23 Cfr. a título ilustrativo, Acórdão do TJUE, de 19.09.1995, processo n.º C-364/93, AAcontra Lloyds Bank plc e Zubaidi Trading Company; Acórdão da Terceira Secção do TJUE, de 27.10.1998, processo n.º C-51/97, Réunion européenne SA contra Spliethoff's Bevrachtingskantoor BV e Capitão que comanda o navio “Alblasgracht V002”; Acórdão do Tribunal da Relação de Lisboa, de 11.10.2018, processo n.º 20953/17.9T8LSB.L1-6; Acórdão do Supremo Tribunal de Justiça, de 03.03.2005; Acórdão do Tribunal da Relação de Coimbra, de 28.09.2010, processo n.º 512/09.0TBTND.C1

- De acordo com a jurisprudência, para efeitos de aferição do lugar do dano, é crucial atender ao modo como se encontra configurada a própria ação, sendo que, no presente caso, os clientes da RECORRIDA adquirem o serviço contratado a partir de qualquer localização porque este é disponibilizado através da internet, sendo que, considerando que o local relevante é o putativo local da prática do facto ilícito (sendo este praticado através da internet), tem necessariamente de se considerar que o local relevante é o local a partir do qual o serviço é disponibilizado, i.e., a sede da ora RECORRIDA, onde é decidida e implementada a conduta qualificada pela ora RECORRENTE como ilícita.
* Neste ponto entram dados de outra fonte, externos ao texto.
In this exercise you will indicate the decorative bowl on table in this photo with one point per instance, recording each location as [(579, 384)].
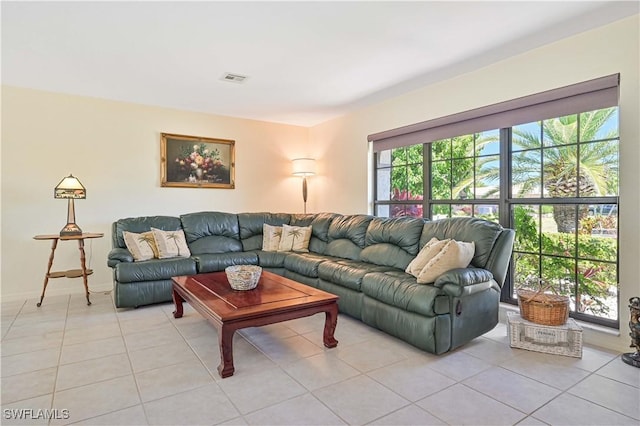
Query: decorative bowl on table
[(243, 277)]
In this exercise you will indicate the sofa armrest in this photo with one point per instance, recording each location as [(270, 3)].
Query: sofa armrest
[(458, 281), (118, 255)]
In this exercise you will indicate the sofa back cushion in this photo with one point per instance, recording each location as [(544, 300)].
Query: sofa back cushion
[(319, 223), (211, 232), (347, 235), (141, 224), (251, 227), (392, 241), (480, 231)]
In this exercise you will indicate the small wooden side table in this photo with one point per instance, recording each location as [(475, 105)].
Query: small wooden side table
[(72, 273)]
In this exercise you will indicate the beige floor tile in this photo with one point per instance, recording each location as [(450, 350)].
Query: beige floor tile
[(161, 335), (546, 368), (267, 333), (360, 400), (30, 361), (412, 378), (307, 324), (133, 416), (81, 321), (351, 332), (489, 350), (620, 397), (410, 415), (165, 381), (459, 404), (238, 421), (205, 405), (320, 370), (259, 390), (519, 392), (301, 410), (92, 349), (92, 371), (90, 332), (618, 370), (144, 324), (458, 365), (284, 351), (192, 328), (247, 359), (571, 410), (35, 327), (52, 340), (92, 400), (369, 355), (28, 411), (28, 385), (161, 356)]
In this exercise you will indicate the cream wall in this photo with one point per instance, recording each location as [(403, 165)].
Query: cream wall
[(114, 149), (607, 50)]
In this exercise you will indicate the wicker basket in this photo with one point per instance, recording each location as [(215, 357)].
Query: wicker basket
[(543, 308), (243, 277)]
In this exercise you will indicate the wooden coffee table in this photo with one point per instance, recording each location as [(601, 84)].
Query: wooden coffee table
[(275, 299)]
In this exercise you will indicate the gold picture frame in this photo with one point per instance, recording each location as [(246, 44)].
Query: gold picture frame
[(196, 162)]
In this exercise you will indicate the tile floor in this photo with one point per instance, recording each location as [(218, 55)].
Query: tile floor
[(68, 363)]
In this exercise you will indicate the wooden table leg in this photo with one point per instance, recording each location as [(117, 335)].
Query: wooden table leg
[(178, 300), (54, 244), (84, 269), (225, 340), (330, 322)]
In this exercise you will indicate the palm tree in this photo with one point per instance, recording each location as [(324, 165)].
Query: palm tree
[(568, 169)]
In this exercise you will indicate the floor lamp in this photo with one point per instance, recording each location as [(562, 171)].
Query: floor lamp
[(70, 188), (304, 167)]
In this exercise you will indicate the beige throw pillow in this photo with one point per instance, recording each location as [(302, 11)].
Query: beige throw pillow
[(454, 254), (427, 253), (142, 246), (295, 238), (271, 236), (171, 243)]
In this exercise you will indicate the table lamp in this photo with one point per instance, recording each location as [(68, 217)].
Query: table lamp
[(304, 167), (70, 188)]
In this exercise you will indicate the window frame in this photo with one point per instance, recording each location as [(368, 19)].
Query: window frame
[(506, 202)]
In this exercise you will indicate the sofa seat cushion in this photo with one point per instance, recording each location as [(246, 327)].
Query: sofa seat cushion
[(218, 261), (154, 269), (347, 236), (399, 289), (392, 241), (251, 227), (484, 234), (347, 273), (271, 259), (305, 263)]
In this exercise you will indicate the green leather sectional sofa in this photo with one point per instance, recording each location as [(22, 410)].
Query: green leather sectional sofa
[(360, 258)]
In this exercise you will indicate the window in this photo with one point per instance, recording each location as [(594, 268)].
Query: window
[(552, 179)]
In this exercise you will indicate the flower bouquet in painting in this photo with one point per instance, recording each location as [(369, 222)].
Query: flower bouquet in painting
[(198, 163), (190, 161)]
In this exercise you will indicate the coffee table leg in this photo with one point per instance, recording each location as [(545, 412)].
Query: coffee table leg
[(178, 300), (225, 340), (330, 322)]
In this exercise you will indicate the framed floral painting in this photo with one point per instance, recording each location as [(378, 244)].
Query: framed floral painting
[(197, 162)]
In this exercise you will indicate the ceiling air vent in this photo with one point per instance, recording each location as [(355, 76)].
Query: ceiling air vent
[(233, 78)]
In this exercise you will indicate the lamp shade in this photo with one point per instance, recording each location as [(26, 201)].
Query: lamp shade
[(69, 187), (304, 167)]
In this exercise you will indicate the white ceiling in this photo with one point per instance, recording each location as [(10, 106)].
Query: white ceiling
[(307, 62)]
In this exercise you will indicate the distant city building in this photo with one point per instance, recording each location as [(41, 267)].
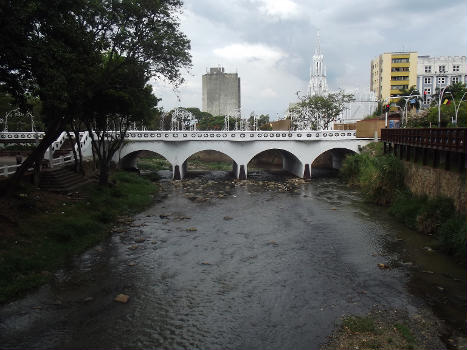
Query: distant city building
[(393, 72), (221, 92), (438, 72), (318, 82)]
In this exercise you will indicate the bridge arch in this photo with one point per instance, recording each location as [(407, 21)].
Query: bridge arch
[(211, 155), (130, 160), (290, 161), (331, 158)]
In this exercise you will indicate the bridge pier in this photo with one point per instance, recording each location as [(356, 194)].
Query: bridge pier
[(239, 171), (292, 164)]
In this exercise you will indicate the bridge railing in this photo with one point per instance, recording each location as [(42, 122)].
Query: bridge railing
[(240, 135), (447, 139), (20, 137)]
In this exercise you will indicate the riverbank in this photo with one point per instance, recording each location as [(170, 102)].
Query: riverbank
[(41, 230), (388, 329), (381, 178)]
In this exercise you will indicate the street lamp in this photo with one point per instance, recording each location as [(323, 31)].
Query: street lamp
[(439, 105), (456, 108), (407, 99)]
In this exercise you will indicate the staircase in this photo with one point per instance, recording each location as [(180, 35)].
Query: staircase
[(65, 148), (61, 180)]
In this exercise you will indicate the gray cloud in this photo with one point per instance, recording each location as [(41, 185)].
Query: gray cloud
[(352, 33)]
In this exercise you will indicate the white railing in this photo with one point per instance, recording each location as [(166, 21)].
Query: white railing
[(8, 170), (18, 137), (241, 136)]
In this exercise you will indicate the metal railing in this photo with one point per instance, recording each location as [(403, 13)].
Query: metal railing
[(449, 139)]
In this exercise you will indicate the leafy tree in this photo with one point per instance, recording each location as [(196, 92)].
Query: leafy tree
[(318, 112), (44, 51), (122, 97), (53, 50)]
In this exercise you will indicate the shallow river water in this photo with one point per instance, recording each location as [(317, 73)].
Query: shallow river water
[(269, 263)]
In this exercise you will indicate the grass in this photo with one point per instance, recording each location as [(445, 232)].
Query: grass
[(357, 324), (381, 179), (47, 237), (153, 164), (373, 332)]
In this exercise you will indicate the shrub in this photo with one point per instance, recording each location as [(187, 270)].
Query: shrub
[(452, 236)]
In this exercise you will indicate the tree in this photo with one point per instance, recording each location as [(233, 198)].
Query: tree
[(122, 98), (318, 112), (45, 50), (53, 50)]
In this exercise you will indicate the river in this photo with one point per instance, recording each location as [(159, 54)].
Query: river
[(268, 263)]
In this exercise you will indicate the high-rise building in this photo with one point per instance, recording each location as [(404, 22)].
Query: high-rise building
[(438, 72), (393, 72), (318, 82), (221, 92)]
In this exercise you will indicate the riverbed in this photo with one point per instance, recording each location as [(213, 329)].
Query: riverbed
[(269, 263)]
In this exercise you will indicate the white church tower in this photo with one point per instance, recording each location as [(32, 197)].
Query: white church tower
[(318, 83)]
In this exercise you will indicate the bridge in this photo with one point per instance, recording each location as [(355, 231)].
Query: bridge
[(299, 149)]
- Com efeito, o local que importa para efeitos de determinação da competência é o local onde os serviços foram colocados à disposição ou “postos em circulação” (i.e., o local da prática supostamente ilícita e violadora dos direitos dos membros da classe), tendo sido este o entendimento perfilhado em decisão recentemente proferida num dos casos “espelho” do presente, em que surge demandada a Ryanair(24). No caso dos autos, tal significa que os tribunais competentes para conhecimento da presente ação são os tribunais da ..., Espanha, onde se encontra situada a sede / administração principal da RECORRIDA.

24 Cfr. p. 4, do despacho de 19.09.2022, proferido pelo Juiz ..., do Juízo Central Cível de ..., no âmbito do 5598/22.0..., junto como DOC. 1, da contestação.
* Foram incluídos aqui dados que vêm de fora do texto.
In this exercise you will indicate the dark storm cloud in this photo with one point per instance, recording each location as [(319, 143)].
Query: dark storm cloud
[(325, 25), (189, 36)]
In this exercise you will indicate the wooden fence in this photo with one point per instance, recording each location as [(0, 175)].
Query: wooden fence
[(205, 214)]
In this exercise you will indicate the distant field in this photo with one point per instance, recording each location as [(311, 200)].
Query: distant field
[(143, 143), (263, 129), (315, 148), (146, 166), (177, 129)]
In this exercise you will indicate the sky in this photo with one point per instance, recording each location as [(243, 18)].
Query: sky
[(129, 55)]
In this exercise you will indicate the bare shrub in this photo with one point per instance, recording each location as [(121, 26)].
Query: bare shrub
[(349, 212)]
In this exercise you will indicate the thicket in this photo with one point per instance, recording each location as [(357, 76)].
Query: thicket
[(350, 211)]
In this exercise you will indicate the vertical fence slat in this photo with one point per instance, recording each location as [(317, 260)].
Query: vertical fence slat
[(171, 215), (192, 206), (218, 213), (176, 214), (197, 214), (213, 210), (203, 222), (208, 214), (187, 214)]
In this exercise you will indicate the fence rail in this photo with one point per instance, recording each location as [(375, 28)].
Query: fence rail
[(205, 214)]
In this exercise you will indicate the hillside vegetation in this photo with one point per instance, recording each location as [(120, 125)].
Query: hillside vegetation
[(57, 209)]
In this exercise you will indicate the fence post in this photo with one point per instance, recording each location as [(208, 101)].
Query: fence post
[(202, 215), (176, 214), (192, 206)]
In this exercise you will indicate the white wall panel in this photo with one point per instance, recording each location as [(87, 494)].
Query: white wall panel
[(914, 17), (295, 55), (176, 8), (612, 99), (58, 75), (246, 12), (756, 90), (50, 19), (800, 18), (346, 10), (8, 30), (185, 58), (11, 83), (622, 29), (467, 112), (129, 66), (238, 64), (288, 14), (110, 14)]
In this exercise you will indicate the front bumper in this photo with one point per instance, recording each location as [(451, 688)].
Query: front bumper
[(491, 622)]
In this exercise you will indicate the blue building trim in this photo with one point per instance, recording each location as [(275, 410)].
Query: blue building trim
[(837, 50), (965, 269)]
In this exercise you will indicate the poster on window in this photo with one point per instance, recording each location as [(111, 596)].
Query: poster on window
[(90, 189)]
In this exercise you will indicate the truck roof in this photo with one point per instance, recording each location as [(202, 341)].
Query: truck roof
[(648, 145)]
- EM SEGUNDO LUGAR, optar por outro critério interpretativo do n.º 2, do artigo 7.º, do Regulamento de Bruxelas I (em particular, pelo critério da materialização / produção dos danos), resultaria numa pluralidade de locais de hipotética produção de danos, inerente à aglomeração de situações abrangidas pela ação popular, o que geraria, em abstrato, uma multiplicidade de jurisdições potencialmente competentes e, consequentemente, uma total ausência de segurança na determinação de uma concreta jurisdição competente.
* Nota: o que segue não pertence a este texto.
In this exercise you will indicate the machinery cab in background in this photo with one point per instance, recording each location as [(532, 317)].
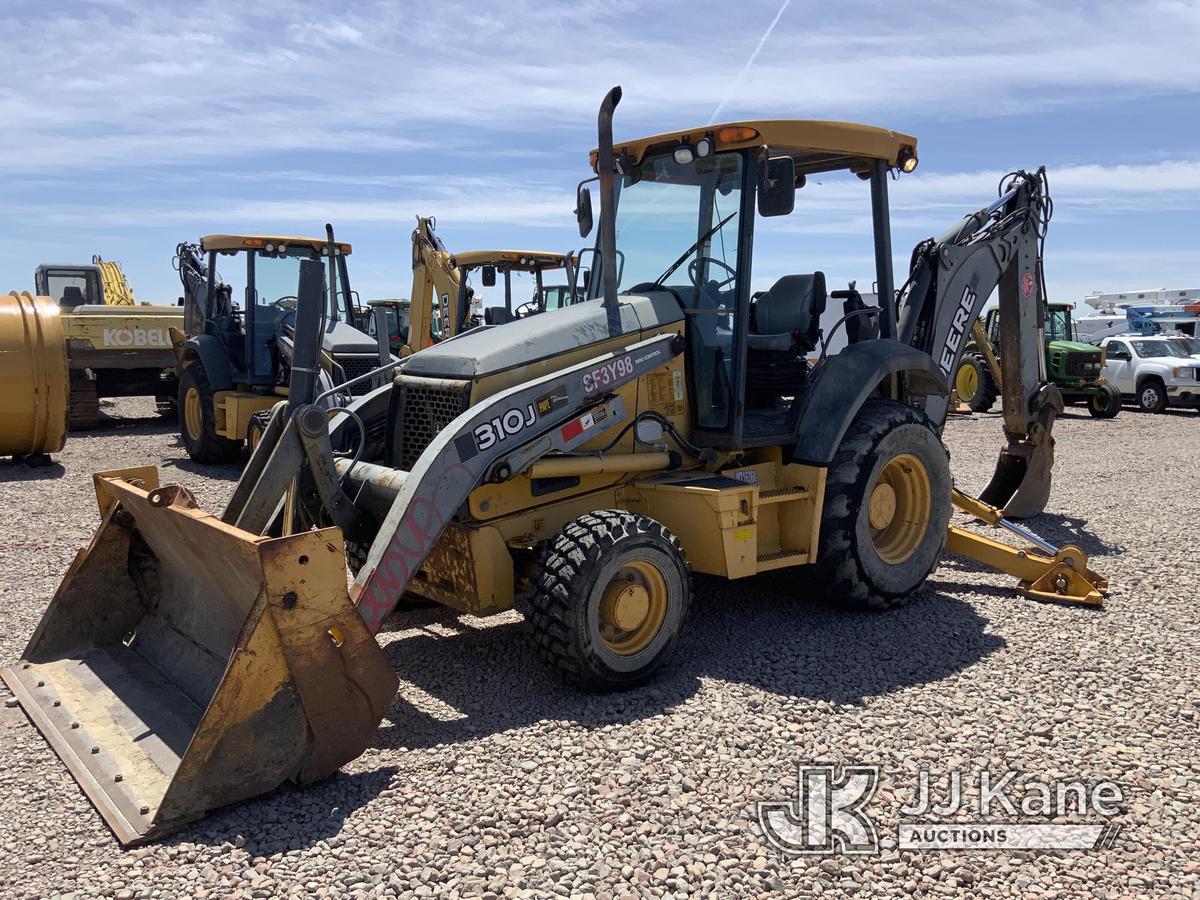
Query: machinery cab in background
[(447, 298), (239, 316), (70, 286), (504, 269)]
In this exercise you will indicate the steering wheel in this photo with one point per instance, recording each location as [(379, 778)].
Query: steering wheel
[(694, 273)]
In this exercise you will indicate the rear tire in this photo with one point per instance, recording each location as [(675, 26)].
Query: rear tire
[(1151, 397), (1105, 402), (197, 419), (84, 412), (887, 507), (975, 384), (610, 599)]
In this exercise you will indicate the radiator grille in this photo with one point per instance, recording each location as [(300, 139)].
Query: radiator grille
[(426, 406), (1083, 364)]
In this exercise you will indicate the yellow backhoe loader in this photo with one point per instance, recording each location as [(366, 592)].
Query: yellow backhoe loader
[(117, 347), (235, 360), (586, 461)]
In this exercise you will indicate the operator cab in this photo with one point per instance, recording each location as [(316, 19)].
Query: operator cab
[(70, 286), (514, 268), (694, 219)]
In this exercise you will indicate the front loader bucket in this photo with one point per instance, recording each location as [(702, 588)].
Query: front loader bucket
[(185, 664)]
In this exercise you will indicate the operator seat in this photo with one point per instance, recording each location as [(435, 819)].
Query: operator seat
[(785, 325)]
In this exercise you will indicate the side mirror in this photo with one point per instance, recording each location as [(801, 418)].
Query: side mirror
[(583, 210), (777, 186)]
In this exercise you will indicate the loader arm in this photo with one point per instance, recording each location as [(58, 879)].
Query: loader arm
[(995, 247)]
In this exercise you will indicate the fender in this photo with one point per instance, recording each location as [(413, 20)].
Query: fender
[(843, 383), (211, 352)]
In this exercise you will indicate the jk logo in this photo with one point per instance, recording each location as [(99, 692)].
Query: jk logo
[(827, 814)]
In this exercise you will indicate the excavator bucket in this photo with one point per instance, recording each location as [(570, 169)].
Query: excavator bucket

- Além de tal resultado ser absolutamente contrário à ratio da norma – que serve um propósito garantístico de atribuir certeza jurídica a situações mais dúbias, a par da flexibilização e da eficiência processual – aplicar o disposto no artigo 7.º, n.º 2, a uma situação como a dos autos configuraria uma interpretação extensiva, forçada e errónea, da regra especial, em detrimento da regra geral (veja-se ainda que esta, prevista no artigo 4.º, do Regulamento de Bruxelas I, é uma norma baseada num princípio de justiça: o sujeito passivo da ação deve ter o direito a ser demandado no tribunal do local onde reside ou está estabelecido, o que facilita a sua defesa).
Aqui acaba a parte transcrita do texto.